Alex knew she was taking out her temper on Michael, and she didn't care. He and everyone else upstairs were talking and playing billiards and generally partying while she was down here cutting and patching up the Brethren's victims. The only help she had were Kyn nurses, most of whom thought doctors still treated wounds with leeches and cow urine. She'd lost two patients already to copper poisoning, and when Gabriel and Nick brought in the next group, she was fairly certain that she was going to lose more.

Michael continued to hover. "What can I do?"

"Besides get out of my hair? Not a thing." She dried off her hands and stalked out of the prep room into the ward.

Braxtyn and Geoff had tried to make the refugees as comfortable as possible, but silk sheets and elegant canopied beds didn't change the fact that most were in very bad shape. Alex had cleaned and treated dozens of third-degree burns, some so severe that the body parts involved were little more than charcoal.

She had not performed any amputations yet, but unless she found some way to restore the circulation to charred, rotting appendages, those were coming, too.

Knowing Michael was shadowing her, Alex stopped at the first bed and pulled aside the lace curtain. Bandages hid the fact that woman sleeping inside looked as if someone had dipped the upper half of her body in sulfuric acid. And she was one of the lucky ones, Alex thought as she checked her dressings. She hadn't gotten shot with the Brethren's fun new ammunition, so all she needed was extensive reconstructive work.

Eyelids distorted by blisters and scar tissue opened to show slivers of beautiful blue-green eyes. "Good evening, my lady." Bandages muffled the patient's soft, French-accented voice.

At least this one will make it, Alex thought. "How are you feeling, Blanche?"

"Much improved." She glanced past Alex and tried to push herself up into a sitting position. "Seigneur Cyprien, it is an honor."
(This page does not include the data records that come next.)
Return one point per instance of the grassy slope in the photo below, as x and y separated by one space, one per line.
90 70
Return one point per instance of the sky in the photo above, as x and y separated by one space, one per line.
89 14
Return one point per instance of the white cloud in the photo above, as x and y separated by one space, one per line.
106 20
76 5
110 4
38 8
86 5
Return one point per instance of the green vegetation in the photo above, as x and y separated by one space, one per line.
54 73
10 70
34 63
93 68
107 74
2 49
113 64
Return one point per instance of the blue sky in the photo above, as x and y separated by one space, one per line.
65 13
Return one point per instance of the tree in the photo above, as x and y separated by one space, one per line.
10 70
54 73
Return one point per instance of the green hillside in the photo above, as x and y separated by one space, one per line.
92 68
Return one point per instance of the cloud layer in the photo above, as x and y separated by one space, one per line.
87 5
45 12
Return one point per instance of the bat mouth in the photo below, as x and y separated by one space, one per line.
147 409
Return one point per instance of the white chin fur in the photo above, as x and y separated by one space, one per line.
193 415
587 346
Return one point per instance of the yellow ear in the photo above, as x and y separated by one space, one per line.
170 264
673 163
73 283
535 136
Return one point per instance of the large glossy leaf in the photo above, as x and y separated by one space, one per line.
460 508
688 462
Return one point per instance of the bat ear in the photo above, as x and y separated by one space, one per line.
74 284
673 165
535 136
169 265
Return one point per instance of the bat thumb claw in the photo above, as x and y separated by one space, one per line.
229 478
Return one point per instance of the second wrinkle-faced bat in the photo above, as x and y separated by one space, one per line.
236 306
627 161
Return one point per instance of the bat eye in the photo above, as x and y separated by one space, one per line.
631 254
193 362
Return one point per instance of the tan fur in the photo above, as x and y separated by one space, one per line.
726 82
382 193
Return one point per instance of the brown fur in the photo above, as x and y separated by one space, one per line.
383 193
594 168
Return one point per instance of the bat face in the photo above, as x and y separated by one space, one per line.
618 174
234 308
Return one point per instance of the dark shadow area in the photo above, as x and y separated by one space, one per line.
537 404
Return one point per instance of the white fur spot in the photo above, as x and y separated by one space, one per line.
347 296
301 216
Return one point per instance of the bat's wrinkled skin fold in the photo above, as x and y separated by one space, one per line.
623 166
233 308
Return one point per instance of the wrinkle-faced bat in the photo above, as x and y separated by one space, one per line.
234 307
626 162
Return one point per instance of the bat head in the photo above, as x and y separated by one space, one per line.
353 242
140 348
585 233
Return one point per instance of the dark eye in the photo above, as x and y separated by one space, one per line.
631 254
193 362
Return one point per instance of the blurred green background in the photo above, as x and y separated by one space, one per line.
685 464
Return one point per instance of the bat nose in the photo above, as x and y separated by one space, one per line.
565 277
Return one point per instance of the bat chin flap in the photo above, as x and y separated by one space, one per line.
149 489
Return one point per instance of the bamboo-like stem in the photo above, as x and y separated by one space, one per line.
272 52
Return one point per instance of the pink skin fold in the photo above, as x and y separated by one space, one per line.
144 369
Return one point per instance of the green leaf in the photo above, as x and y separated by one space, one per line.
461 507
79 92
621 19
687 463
"It's not that big an honor; stay where you are." Alex pulled a tray over to the side of the bed and opened a packet of gauze. "I've got a couple more backs and bellies to clean out and stitch up, and then you and I are going to start spending some quality time together in surgery."

Blanche lifted one of her bandaged hands to touch the thick mask of gauze covering her entire head. "I am grateful for your ministrations, my lady, but my face cannot be fixed. It healed this way the day after the fire."
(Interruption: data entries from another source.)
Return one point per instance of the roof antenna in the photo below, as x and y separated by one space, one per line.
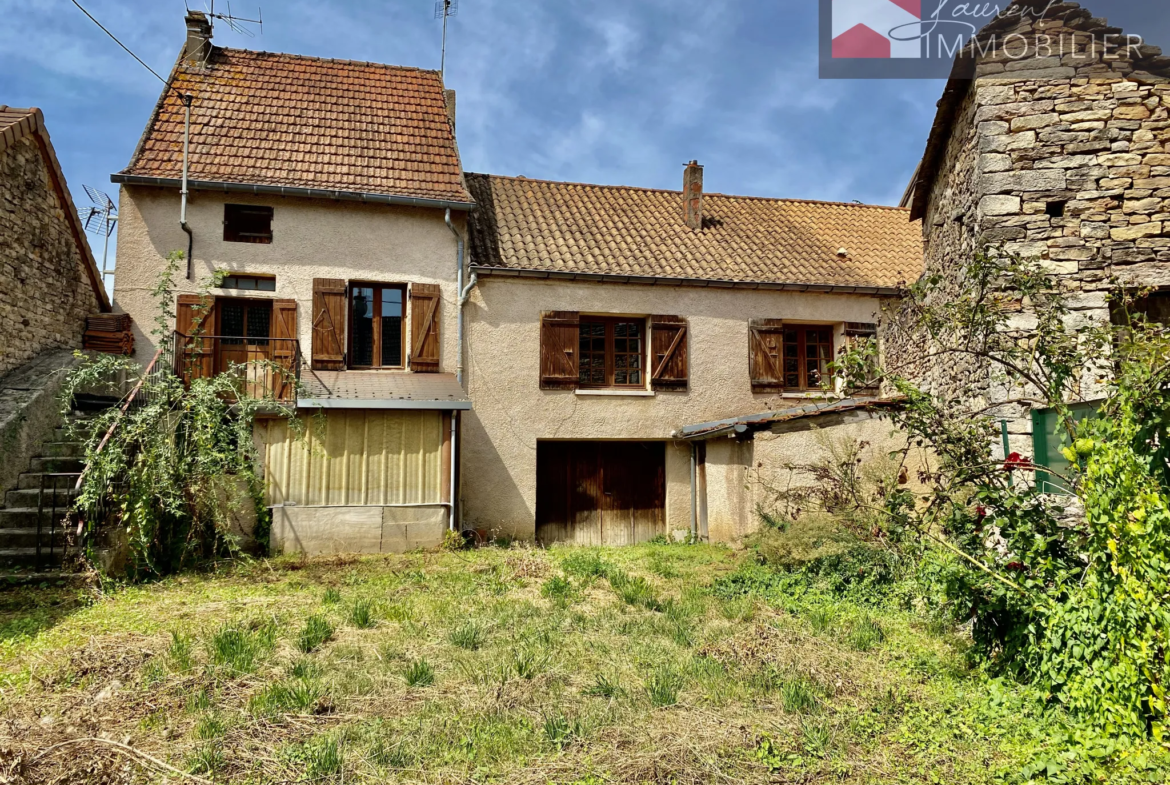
100 219
445 9
236 23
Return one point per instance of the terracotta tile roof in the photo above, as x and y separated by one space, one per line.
263 118
568 227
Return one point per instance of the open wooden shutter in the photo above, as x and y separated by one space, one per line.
559 343
669 352
194 357
284 348
425 326
328 324
765 355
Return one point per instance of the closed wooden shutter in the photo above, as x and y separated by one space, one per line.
328 324
669 352
559 343
284 348
194 356
765 355
425 326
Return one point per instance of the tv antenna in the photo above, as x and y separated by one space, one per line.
236 23
100 219
445 9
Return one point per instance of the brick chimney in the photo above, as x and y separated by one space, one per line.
199 40
693 195
449 98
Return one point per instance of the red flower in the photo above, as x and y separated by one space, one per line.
1014 461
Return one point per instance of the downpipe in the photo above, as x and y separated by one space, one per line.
186 170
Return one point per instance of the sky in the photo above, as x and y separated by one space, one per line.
611 91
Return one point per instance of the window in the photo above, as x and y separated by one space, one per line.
612 352
249 282
247 224
377 336
807 352
245 322
1048 441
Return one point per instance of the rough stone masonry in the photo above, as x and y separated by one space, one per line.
1061 158
45 293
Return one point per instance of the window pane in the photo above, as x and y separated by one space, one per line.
231 322
260 318
362 308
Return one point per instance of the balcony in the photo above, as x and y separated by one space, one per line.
263 367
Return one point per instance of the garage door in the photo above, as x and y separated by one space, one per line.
598 493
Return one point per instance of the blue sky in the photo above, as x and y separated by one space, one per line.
607 91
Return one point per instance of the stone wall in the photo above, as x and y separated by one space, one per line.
1060 158
45 290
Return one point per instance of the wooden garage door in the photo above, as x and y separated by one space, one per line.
598 493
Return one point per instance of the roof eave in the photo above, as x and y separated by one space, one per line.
665 281
122 178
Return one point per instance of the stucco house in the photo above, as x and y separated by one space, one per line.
331 194
597 330
612 329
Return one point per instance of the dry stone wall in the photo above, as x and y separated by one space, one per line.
1060 158
45 293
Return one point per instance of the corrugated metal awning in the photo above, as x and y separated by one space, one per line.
382 390
765 420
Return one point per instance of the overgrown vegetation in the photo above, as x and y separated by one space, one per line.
1066 596
473 673
178 475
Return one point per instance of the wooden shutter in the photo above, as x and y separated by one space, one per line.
559 344
284 349
328 324
765 355
194 356
425 326
669 353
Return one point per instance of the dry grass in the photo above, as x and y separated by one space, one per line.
208 674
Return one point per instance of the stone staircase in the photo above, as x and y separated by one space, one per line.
31 515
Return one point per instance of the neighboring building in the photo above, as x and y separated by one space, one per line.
606 319
323 187
48 284
48 280
1062 158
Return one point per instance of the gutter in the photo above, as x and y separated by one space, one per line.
658 281
290 191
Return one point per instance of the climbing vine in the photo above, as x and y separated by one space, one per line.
178 475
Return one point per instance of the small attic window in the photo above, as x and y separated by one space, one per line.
247 224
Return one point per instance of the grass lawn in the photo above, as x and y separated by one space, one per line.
641 665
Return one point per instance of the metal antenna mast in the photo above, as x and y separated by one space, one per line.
100 219
236 23
445 9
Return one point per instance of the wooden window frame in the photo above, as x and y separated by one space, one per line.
234 233
377 325
610 355
803 355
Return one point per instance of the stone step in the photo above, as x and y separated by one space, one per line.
56 466
32 480
62 449
18 538
26 557
31 498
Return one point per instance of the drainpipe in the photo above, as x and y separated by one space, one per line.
454 459
183 209
694 491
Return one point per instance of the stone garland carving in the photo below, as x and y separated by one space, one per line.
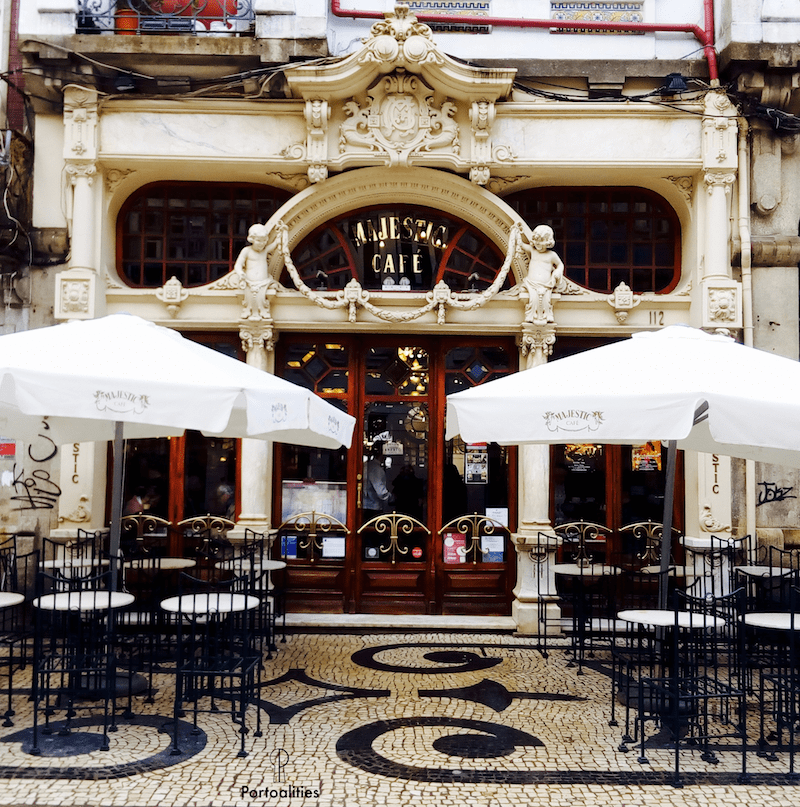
402 38
115 176
257 334
172 294
353 295
722 305
685 186
400 120
623 300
"I'll have you know that the Brethren beat my boyfriend's head with copper pipes for a couple of weeks," Alex told her, jerking a thumb at Michael. "He actually had no face until I gave him that one."

"It is true, Lady Blanche," Michael said. "My sygkenis can make you as you were before the attack."

"Yeah, I'm a miracle worker." Alex glared at him before she carefully snipped the dressings from Blanche's right hand and examined the scar tissue. "This looks very good. A few more dermal abrasions, a bit more cutting and patchwork, and you won't have to wear gloves unless your hands are cold."